Each experiment was performed at least 3 times with different healthy donors, and only the 60:1 E-T ratios are reported in the figures for clarity.
Rapid stimulation of MAPK phosphorylation by C albicans Our first attempt to investigate the signaling pathways required for microbial killing in PMNs was to examine if C albicans could activate MAPK. Exposure of human PMNs to C albicans rapidly induced a transient activation of MAPK as detected by Western blotting with antiactive MAPK that recognized the phosphorylated TEY motif. MAPK activation peaked at 2 minutes and declined by 5 minutes (Figure 1A). This is in sharp contrast to MAPK activation by granulocyte-macrophage colony-stimulating factor (GM-CSF) (100 U/mL), a survival cytokine that consistently induced a long-lasting MAPK/ERK activity (Figure 1B), indicating that C albicans-induced MAPK/ERK activation may be associated with immediate PMN antifungal activity.
MAPK is associated with PMN killing of C albicans To examine if MAPK/ERK controls function in PMNs, an inhibitor of MEK, PD098059, was added to PMNs for 2 hours prior to the addition of C albicans. While control PMNs cultured in medium alone or medium containing the inhibitor solvent DMSO significantly suppressed the growth of C albicans, increasing doses of PD098059 prevented PMN-mediated growth inhibition of C albicans (Figure 2A). As a control, whole-cell lysates prepared from the same pools of PMNs were evaluated for active MAPK/ERK, and the doses of PD098059 that inhibited PMN antimicrobial function also correspondingly inactivated MAPK/ERK phosphorylation (Figure 2B). Although phagocytosis mediated by fMLP has been demonstrated to involve p38 MAPK, addition of a p38 MAPK-selective inhibitor, SB203580, failed to reverse PMN-mediated growth suppression of C albicans (data not shown).
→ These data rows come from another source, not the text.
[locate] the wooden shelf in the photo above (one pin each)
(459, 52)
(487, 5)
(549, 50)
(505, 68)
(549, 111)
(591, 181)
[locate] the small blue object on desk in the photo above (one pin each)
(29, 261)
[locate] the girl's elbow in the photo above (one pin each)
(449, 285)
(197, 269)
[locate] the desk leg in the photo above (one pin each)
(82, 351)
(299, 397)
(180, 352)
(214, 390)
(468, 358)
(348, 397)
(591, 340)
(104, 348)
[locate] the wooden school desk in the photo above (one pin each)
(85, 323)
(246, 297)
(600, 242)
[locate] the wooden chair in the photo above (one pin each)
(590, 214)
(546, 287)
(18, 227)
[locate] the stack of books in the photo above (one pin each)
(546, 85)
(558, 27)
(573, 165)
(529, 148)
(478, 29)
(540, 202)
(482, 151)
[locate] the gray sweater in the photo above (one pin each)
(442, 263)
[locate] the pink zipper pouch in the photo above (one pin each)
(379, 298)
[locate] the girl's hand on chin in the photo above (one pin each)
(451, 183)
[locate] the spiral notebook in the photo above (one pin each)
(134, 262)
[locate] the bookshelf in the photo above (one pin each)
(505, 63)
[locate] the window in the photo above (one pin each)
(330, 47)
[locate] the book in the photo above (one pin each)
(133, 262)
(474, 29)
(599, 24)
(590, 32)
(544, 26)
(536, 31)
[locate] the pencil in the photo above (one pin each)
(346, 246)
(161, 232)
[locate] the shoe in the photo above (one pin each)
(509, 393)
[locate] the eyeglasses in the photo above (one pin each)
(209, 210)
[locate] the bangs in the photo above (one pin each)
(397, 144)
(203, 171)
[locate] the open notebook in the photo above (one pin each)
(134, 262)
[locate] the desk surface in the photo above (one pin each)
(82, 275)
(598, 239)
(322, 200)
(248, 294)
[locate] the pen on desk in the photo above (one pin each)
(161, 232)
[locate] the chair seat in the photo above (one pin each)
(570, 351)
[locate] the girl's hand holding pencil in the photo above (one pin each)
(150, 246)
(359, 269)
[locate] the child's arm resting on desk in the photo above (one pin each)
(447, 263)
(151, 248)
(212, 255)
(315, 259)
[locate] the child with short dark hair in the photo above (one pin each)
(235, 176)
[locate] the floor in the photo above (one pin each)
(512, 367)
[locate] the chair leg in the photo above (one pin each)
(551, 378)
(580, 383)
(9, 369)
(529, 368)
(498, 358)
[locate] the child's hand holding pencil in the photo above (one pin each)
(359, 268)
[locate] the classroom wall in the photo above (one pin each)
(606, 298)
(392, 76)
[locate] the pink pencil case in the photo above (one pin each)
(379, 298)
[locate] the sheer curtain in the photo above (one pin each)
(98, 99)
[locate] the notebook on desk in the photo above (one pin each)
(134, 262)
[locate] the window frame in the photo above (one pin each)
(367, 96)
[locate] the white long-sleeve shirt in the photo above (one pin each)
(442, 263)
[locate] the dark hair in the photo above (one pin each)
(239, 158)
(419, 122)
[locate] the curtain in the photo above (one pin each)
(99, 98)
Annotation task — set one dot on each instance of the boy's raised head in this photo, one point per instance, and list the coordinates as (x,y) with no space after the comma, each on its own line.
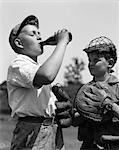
(29,20)
(102,45)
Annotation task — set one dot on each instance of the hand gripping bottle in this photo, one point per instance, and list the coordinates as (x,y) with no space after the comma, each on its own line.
(53,41)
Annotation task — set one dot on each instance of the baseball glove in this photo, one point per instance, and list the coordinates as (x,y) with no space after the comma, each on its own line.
(64,106)
(90,101)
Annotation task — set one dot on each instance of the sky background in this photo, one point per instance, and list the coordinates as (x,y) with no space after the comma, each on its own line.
(85,19)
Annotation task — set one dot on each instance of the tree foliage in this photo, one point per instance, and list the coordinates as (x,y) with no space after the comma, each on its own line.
(73,71)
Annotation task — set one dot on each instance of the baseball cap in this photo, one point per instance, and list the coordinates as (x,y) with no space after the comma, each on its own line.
(100,44)
(31,19)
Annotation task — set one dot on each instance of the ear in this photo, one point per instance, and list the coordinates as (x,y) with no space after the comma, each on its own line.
(18,43)
(111,62)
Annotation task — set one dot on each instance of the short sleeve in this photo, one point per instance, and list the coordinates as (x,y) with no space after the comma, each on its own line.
(21,73)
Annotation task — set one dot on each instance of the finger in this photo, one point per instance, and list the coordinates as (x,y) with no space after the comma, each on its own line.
(63,105)
(64,114)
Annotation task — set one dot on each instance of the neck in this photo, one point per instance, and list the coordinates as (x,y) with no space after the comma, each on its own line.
(103,78)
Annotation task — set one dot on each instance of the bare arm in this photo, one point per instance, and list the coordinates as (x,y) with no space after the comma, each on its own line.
(115,109)
(48,71)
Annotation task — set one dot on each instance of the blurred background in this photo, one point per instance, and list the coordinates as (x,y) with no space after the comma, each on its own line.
(85,19)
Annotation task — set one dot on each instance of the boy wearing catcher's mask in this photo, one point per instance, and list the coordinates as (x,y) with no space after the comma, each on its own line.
(97,101)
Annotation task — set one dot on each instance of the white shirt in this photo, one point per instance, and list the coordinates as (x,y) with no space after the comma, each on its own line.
(24,99)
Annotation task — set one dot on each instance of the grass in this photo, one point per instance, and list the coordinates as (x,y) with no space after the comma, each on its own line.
(7,127)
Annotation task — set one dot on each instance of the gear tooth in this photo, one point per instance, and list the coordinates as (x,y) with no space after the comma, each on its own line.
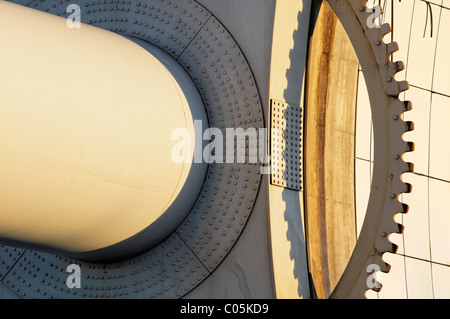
(410,146)
(408,106)
(409,188)
(392,47)
(399,66)
(409,126)
(403,86)
(405,208)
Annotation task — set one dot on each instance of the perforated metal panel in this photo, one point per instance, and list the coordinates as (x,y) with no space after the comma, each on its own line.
(286,145)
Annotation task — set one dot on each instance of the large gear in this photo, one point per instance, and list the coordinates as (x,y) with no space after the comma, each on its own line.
(379,72)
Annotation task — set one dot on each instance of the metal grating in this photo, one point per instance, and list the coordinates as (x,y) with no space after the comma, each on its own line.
(286,145)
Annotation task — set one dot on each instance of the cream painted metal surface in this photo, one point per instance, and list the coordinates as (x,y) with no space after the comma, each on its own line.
(86,147)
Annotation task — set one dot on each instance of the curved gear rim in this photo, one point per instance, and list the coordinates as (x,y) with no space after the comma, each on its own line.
(374,56)
(219,69)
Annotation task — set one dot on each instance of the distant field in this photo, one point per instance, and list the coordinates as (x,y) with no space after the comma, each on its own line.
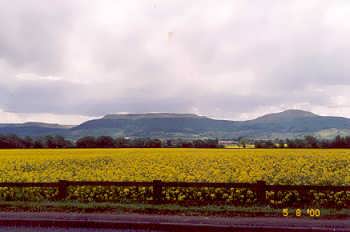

These results suggest that MAPK/ERK activation and not p38 MAPK is required for the direct antimicrobial killing function of PMNs.
Vaccinia viral expression of dominant-negative MEK1 but not Ras prevented PMN antimicrobial activity To confirm the involvement of MAPK/ERK in antimicrobial activity, PMNs were either mock infected or infected with vaccinia virus encoding dominant-negative MEK1 (dnMEK1). Infection was carried out for 4 hours, which provided sufficient time for ample production of proteins from viral delivery without loss of cell viability. CD56, which is not endogenously expressed in PMNs, was also introduced into a separate PMN pool as a nonspecific infection control. MAPK phosphorylation was induced by C albicans after 5 minutes in mock-infected PMNs. However, overexpression of dnMEK1 ablated MAPK/ERK phosphorylation in response to C albicans (Figure 3A). Expression of the irrelevant gene, CD56, had no effect on MAPK/ERK activation. Because the Ras/Raf/MAPK pathway is thought to be the predominant signaling event linked to MAPK activation,40 we next examined whether Ras was involved in MAPK activation of PMNs and antifungal activity. Dominant-negative Ras (N17Ras) expression in PMNs, unlike dnMEK1, had no suppressive effects (Figure 3A).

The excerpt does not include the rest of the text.